As temperatures drop, a hot shower begins to sound more tempting. However, hot water can strip the skin of natural oils that it needs, causing further dryness. Keep shower water in a moderately warm temperature range and also to avoid lingering in the water for longer than necessary.
If your loved one needs some help with bathing, grooming, dressing or other daily tasks and has a memory disorder, the memory care level of service at Autumn View Gardens may be an option to provide for them safely and comfortably.
While sunscreen may be seen as a staple of summertime, older adults are actually more susceptible to sunburn on cloudy winter days. Sun protection is particularly important in areas prone to snow, as UV rays reflect off of the snow and can easily cause damaging sunburns. Before going outdoors this winter, make sure you apply sunscreen with an adequate SPF level for your skin type.

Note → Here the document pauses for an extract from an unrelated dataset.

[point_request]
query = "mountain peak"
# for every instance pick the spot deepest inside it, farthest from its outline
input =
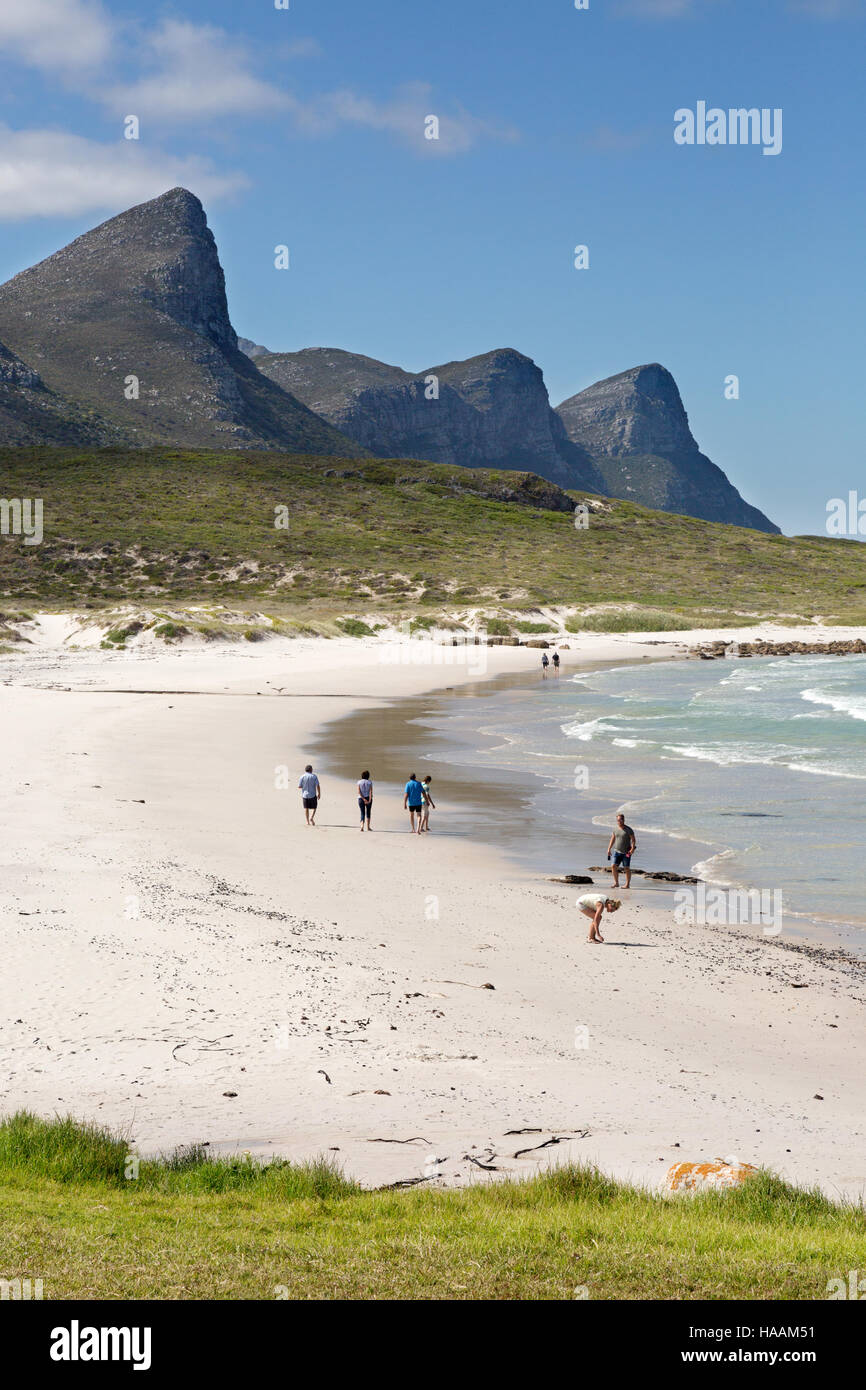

While you may not be able to control the dry and frigid weather outside, you can use a humidifier to add moisture to the dry, artificially-heated air in your own house. This can benefit your skin (or your loved one's skin) and alleviate dry and inflamed airways if you allow it to run throughout the day or night. If you purchase a humidifier, read the manufacturer’s instructions to understand the best methods of using and cleaning your specific humidifier to avoid breathing in built-up bacteria or mold.

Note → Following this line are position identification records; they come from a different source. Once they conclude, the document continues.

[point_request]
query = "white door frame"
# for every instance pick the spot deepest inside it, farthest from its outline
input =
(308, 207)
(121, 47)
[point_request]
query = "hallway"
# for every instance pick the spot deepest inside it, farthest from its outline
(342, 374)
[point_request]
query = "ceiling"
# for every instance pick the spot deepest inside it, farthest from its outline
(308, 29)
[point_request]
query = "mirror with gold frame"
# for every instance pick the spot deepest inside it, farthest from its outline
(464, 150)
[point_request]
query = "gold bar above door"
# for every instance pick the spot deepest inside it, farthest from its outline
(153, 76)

Saying you should bundle up before heading outside during the winter may seem obvious, but knowing the right kind of clothes to wear is important when it comes to protecting your skin. There’s much more to it than just wearing long-sleeves or multiple layers. Some wintertime clothes can be weighty, uncomfortable or irritating to skin. It’s important to find protective clothing that provides warmth, keeps your skin safe and provides comfort. Clothes that make your body feel scratchy or limit your mobility too much may do more harm than good. Take your time selecting wintertime attire and ensure that it conforms well to your movements and feels pleasant to your skin. If you're helping an older loved one choose clothing, do the same for them.
Be sure to cover extremities and faces as much as possible. Cold, dry air can affect fingers, toes, ears and noses quicker than other parts of the body. Toques, scarves, gloves, leg warmers and thick socks — these are integral additions to wintertime wardrobes. If you or your loved one must venture out into snow and ice fairly frequently, finding some durable slip-resistant boots is another preventative measure you can take to ward against slips, falls and other injurious accidents.